Video: For Habits, the Strategy of the Lightning Bolt.

Women jumping in the air with red tennis shoes

I’m doing a video series in which I discuss the various strategies that we can use for habit-formation.

Habits are the invisible architecture of everyday life, and a significant element of happiness. If we have habits that work for us, we’re much more likely to be happy, healthy, productive, and creative. My forthcoming book, Better Than Before, describes the multiple strategies we can exploit to change our habits. 

Today, I’m talking about the Strategy of the Lightning Bolt. Ah, this is one of my favorite strategies.

Discussions of habit-change often emphasize the importance of repeating an action, over and over, until it becomes automatic, and such repetition does indeed help to form habits. However, it’s also true that sometimes we’re hit by a lightning bolt that transforms our habits. We encounter some new idea, and suddenly a new habit replaces a longstanding habit. The Strategy of the Lightning Bolt takes its power from knowledge, beliefs, and ideas.

The Lightning Bolt is a highly effective strategy, but unfortunately, it’s rare, and practically impossible to invoke on command. Which can be frustrating, because it often makes change so easy.

Something, whether positive or negative—a panic attack (here’s one person’s story), pregnancy, a documentary, a diagnosis, an anniversary, hitting bottom, a birthday, an accident, a midlife crisis, even a conversation with a stranger—can trigger a Lightning Bolt, because we’re smacked with some new idea that jolts us into change.
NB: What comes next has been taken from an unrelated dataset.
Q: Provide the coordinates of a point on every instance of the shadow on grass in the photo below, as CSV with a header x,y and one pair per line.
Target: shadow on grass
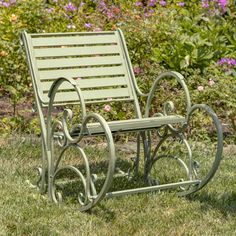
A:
x,y
225,202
As I explain in the video, I was hit by a Lightning Bolt in March 2012 when I read Gary Taubes’s book, Why We Get Fat. I was so persuaded by his arguments about nutrition that my eating habits changed, for the better, overnight. No small steps, no gradual change, no looking back — bam.

Have you ever been hit by the Lightning Bolt, and found that your habits changed? I’ve been surprised, as I’ve been writing Better Than Before, to discover that this happens more often than you might expect.